I don't expect digital anytime soon either with the railroads. In the meantime, enjoy and don't worry about it.
 

MccfamschoolMom

Train Attendant
Joined
Feb 28, 2020
Messages
92
Youtuuba's YouTube channel has tons of LD Amtrak train journey videos in which he uses a scanner to pick up the train crew chatter; perhaps he's also following when Amtrak might be switching over to digital radio signals. It might be worthwhile to visit his channel page and see if one can message him about it.
 

FrensicPic

Conductor
Joined
Jan 15, 2012
Messages
2,940
Youtuuba's YouTube channel has tons of LD Amtrak train journey videos in which he uses a scanner to pick up the train crew chatter; perhaps he's also following when Amtrak might be switching over to digital radio signals.
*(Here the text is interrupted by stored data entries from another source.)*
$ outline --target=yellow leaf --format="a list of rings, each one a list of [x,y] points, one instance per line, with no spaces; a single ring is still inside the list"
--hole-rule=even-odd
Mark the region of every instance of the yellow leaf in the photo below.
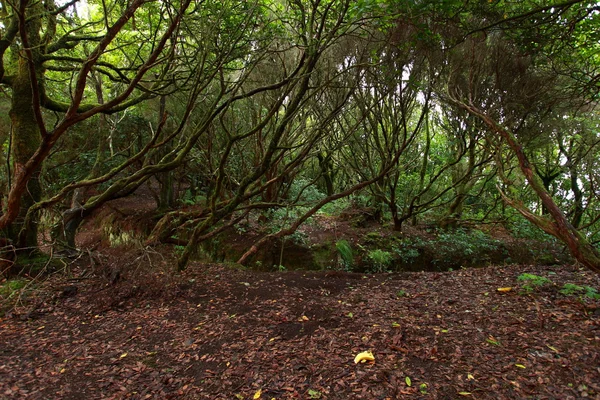
[[[458,392],[461,396],[470,396],[471,392]]]
[[[548,347],[548,348],[549,348],[550,350],[552,350],[553,352],[555,352],[555,353],[558,353],[558,350],[556,350],[556,347],[552,347],[552,346],[550,346],[550,345],[548,345],[548,344],[546,345],[546,347]]]
[[[256,393],[254,393],[254,397],[252,397],[254,400],[256,399],[260,399],[260,395],[262,394],[262,389],[258,389],[256,391]]]
[[[64,374],[66,370],[67,370],[66,368],[62,368],[62,369],[60,370],[60,373],[61,373],[61,374]]]
[[[506,293],[506,292],[510,292],[512,290],[512,288],[511,287],[499,287],[496,290],[499,291],[500,293]]]
[[[354,357],[354,362],[358,364],[359,362],[367,362],[367,361],[375,361],[375,357],[373,357],[373,353],[370,351],[363,351],[362,353],[358,353],[356,357]]]
[[[515,364],[515,367],[525,369],[526,367],[523,364]]]
[[[410,378],[407,376],[406,378],[404,378],[404,382],[406,382],[406,386],[412,385],[412,381],[410,380]]]
[[[471,374],[467,374],[467,379],[471,381],[471,380],[475,379],[475,377]]]
[[[121,354],[121,356],[119,358],[125,358],[125,357],[127,357],[127,353]]]

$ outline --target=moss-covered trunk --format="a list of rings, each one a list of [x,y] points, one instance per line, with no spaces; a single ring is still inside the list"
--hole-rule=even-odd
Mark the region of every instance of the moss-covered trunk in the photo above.
[[[27,58],[19,57],[18,73],[12,84],[10,119],[12,122],[11,160],[13,174],[24,168],[40,144],[40,130],[33,111],[32,85]],[[40,171],[36,171],[21,198],[19,216],[9,228],[9,236],[18,248],[37,247],[37,218],[25,225],[27,210],[41,198]]]
[[[36,10],[31,12],[40,12],[41,5],[33,6]],[[28,12],[27,15],[30,15]],[[25,20],[25,18],[24,18]],[[40,57],[40,26],[41,20],[39,14],[26,19],[25,26],[21,27],[21,34],[26,33],[26,40],[29,49],[21,49],[17,54],[17,68],[12,79],[12,99],[10,119],[12,123],[11,130],[11,167],[12,175],[17,175],[25,169],[25,164],[36,152],[40,143],[40,129],[38,118],[34,111],[34,90],[35,81],[41,84],[42,66]],[[23,23],[23,22],[21,22]],[[22,39],[22,41],[24,41]],[[34,72],[33,72],[34,71]],[[32,79],[35,74],[35,81]],[[18,217],[8,227],[8,236],[12,239],[17,249],[25,251],[37,248],[38,218],[31,218],[25,222],[27,210],[40,200],[42,189],[40,185],[40,171],[35,171],[27,183],[24,191]],[[9,204],[9,206],[11,206]]]

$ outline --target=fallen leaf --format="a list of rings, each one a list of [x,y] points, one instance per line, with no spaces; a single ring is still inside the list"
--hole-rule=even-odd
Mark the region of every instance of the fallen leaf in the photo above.
[[[406,378],[404,378],[404,382],[406,382],[406,386],[410,387],[412,385],[412,381],[410,380],[410,377],[408,377],[408,376]]]
[[[370,351],[363,351],[362,353],[358,353],[356,357],[354,357],[354,363],[356,364],[358,364],[359,362],[364,363],[367,361],[375,361],[375,357]]]
[[[123,353],[123,354],[121,354],[121,356],[119,356],[119,358],[125,358],[125,357],[127,357],[127,353]]]
[[[525,369],[525,368],[526,368],[526,367],[525,367],[523,364],[515,364],[515,367],[518,367],[518,368],[523,368],[523,369]]]
[[[499,291],[500,293],[506,293],[506,292],[510,292],[512,290],[512,288],[511,287],[501,287],[496,290]]]
[[[256,391],[256,393],[254,393],[254,396],[252,397],[254,400],[256,399],[260,399],[260,396],[262,395],[262,389],[258,389]]]
[[[552,347],[549,344],[546,345],[546,347],[548,347],[550,350],[552,350],[555,353],[558,353],[558,350],[556,349],[556,347]]]

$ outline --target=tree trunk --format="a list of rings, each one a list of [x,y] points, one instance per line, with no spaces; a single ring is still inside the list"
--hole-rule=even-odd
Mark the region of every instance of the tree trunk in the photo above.
[[[32,31],[33,29],[27,30]],[[29,33],[30,42],[37,44],[39,40],[35,40],[36,35]],[[33,62],[35,63],[36,60],[34,59]],[[38,81],[40,78],[41,76],[38,76]],[[35,153],[41,142],[40,129],[33,109],[32,80],[29,74],[28,56],[24,52],[19,55],[17,74],[12,83],[10,119],[12,123],[12,173],[16,174],[25,168],[25,163]],[[18,217],[8,229],[9,237],[13,240],[17,249],[37,248],[38,218],[31,218],[31,222],[25,223],[25,216],[29,207],[41,199],[42,189],[39,177],[40,171],[38,169],[27,183],[27,190],[21,197]]]
[[[504,139],[508,144],[508,147],[517,156],[521,172],[527,179],[531,188],[540,198],[542,205],[548,210],[551,219],[534,215],[525,207],[519,206],[516,202],[511,201],[506,196],[504,196],[505,200],[515,207],[525,218],[544,230],[544,232],[555,236],[565,243],[573,257],[575,257],[582,265],[596,273],[600,273],[600,253],[579,231],[577,231],[577,229],[573,227],[573,225],[571,225],[563,212],[558,208],[544,187],[542,181],[534,172],[532,165],[527,159],[523,147],[518,142],[517,138],[507,129],[496,123],[496,121],[488,117],[483,111],[462,102],[458,102],[458,105],[480,118],[493,132],[496,132]]]

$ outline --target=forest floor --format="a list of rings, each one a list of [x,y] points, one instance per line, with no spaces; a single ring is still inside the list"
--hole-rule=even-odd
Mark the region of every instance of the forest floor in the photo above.
[[[600,304],[560,293],[600,280],[574,266],[173,275],[157,253],[100,261],[138,272],[81,263],[0,319],[0,398],[600,398]],[[527,291],[523,273],[552,283]],[[375,360],[355,363],[363,351]]]
[[[600,276],[577,266],[174,274],[104,224],[0,310],[0,399],[600,399]]]

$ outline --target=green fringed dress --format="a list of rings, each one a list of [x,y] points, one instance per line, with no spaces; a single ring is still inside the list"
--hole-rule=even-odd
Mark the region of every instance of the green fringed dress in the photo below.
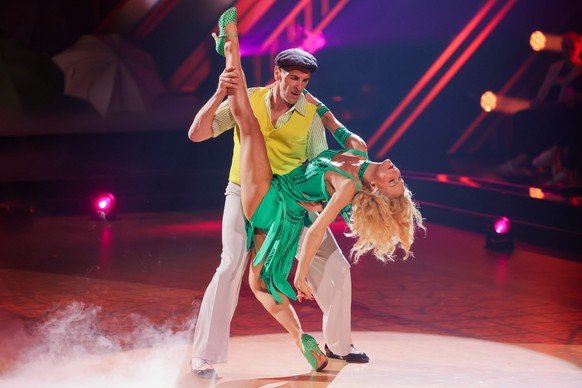
[[[357,184],[357,189],[360,189],[359,181],[355,177],[331,165],[332,157],[343,152],[367,158],[364,152],[358,150],[326,150],[309,163],[295,168],[288,174],[275,175],[269,191],[257,207],[252,219],[247,221],[247,250],[254,246],[254,228],[262,229],[266,233],[265,242],[257,252],[253,265],[264,261],[260,277],[265,282],[269,293],[279,303],[283,300],[278,292],[295,300],[295,291],[287,281],[287,277],[297,253],[299,236],[307,216],[307,211],[297,202],[329,201],[330,195],[327,193],[324,179],[326,171],[329,170],[353,179]],[[360,168],[358,173],[360,181],[368,164],[369,161],[366,160]],[[349,222],[348,210],[349,205],[342,210],[342,216],[346,222]]]

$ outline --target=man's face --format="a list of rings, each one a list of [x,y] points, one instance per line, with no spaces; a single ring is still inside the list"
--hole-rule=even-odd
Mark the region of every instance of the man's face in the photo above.
[[[287,104],[295,105],[301,92],[311,77],[311,73],[300,67],[287,67],[282,69],[275,66],[275,81],[279,81],[280,97]]]

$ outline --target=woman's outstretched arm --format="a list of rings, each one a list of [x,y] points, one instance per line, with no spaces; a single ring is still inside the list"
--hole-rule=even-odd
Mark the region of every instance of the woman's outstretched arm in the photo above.
[[[305,233],[299,255],[299,264],[295,272],[294,286],[300,295],[302,294],[308,299],[313,297],[313,289],[307,283],[307,272],[311,261],[323,241],[327,227],[335,221],[340,211],[351,202],[356,194],[356,183],[354,181],[345,177],[337,177],[335,180],[336,182],[333,183],[336,191],[331,196],[325,209]]]

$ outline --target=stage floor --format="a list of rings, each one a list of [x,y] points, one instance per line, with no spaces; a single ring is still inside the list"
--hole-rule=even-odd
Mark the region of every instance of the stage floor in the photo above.
[[[370,363],[311,373],[246,280],[219,378],[189,373],[220,212],[38,217],[0,232],[2,387],[582,387],[582,262],[435,224],[415,258],[352,266],[354,344]],[[333,225],[347,252],[343,224]],[[314,302],[297,305],[321,335]]]

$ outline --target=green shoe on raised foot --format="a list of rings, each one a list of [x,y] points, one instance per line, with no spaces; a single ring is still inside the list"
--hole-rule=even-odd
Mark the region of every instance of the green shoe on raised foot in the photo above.
[[[236,8],[231,7],[224,11],[218,19],[218,36],[212,33],[212,37],[216,41],[216,52],[224,57],[224,40],[227,36],[238,36],[237,34],[226,34],[224,29],[228,23],[236,24]]]
[[[313,370],[319,372],[327,366],[327,357],[319,349],[315,338],[309,334],[301,334],[301,350],[303,351],[303,356],[305,356]],[[325,359],[321,365],[317,365],[318,358],[316,355]]]

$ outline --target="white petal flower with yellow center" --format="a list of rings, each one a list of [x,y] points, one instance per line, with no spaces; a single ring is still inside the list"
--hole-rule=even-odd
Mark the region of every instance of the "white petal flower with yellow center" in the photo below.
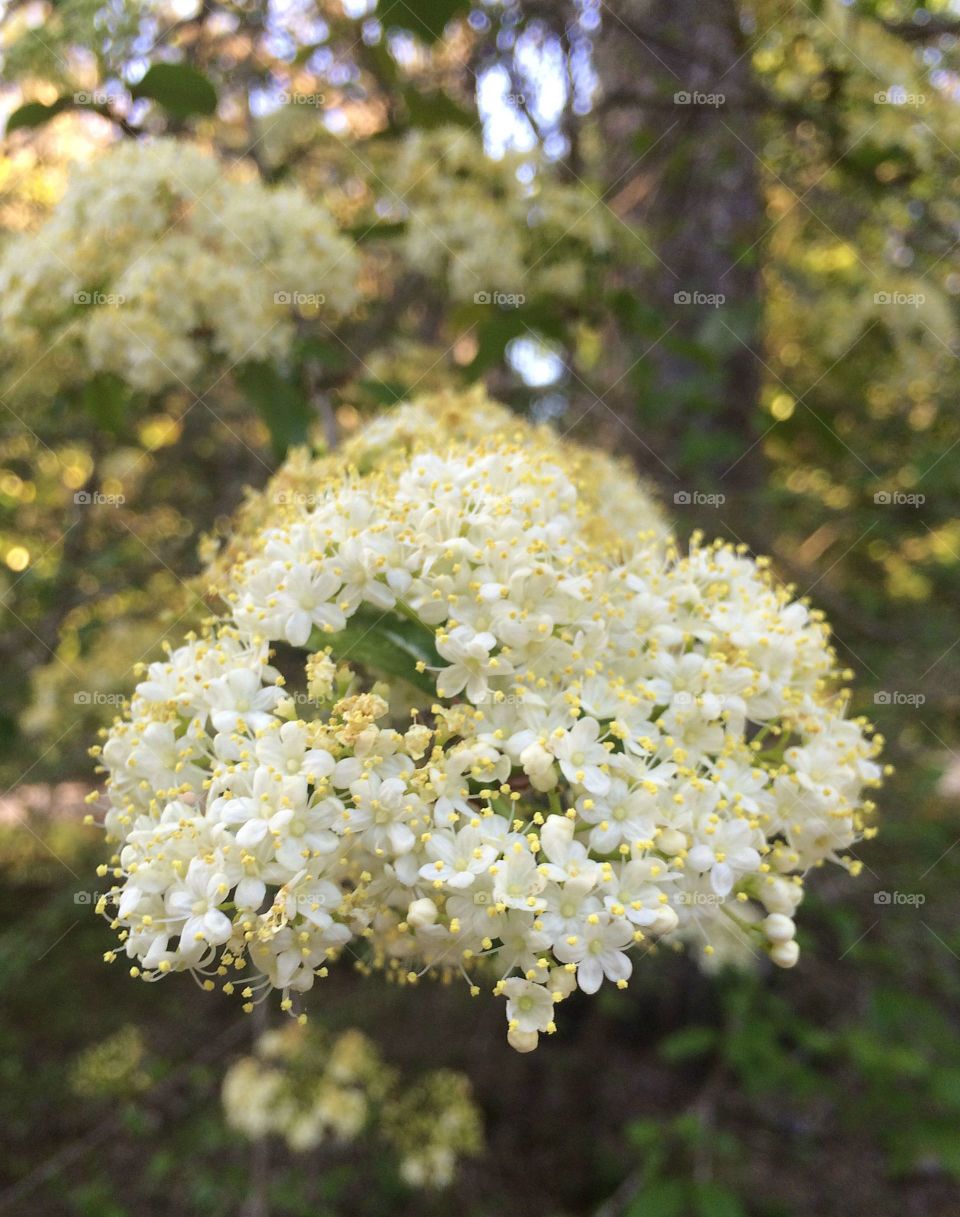
[[[582,934],[554,943],[553,952],[562,963],[577,965],[577,984],[584,993],[596,993],[604,978],[629,980],[633,963],[626,949],[633,934],[633,928],[621,918],[599,913],[588,919]]]
[[[596,719],[579,719],[569,731],[551,741],[551,751],[568,782],[591,794],[606,794],[610,789],[607,771],[610,756],[600,742],[600,724]]]
[[[489,681],[495,676],[509,676],[513,665],[502,655],[492,655],[497,645],[493,634],[475,634],[469,626],[458,625],[449,634],[437,639],[437,651],[450,661],[437,677],[437,692],[441,697],[456,697],[466,690],[472,702],[484,699]]]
It might be worthwhile to visit his channel page and see if one can message him about it.
Amtrak will not switch to digital until the Class I's they operate on switch and that will be gradual. Think of the length of the long distance routes and the number of different Class I's that a single Amtrak route may encompass. "Yard" and related (security, admin, etc.) radios will switch to digital sooner; "road" channels will take some time. Dual-mode radios will be a necessity during the transition.

Digital does not automatically mean encrypted.

I'll be fine with my Uniden BCD396XT for the foreseeable future.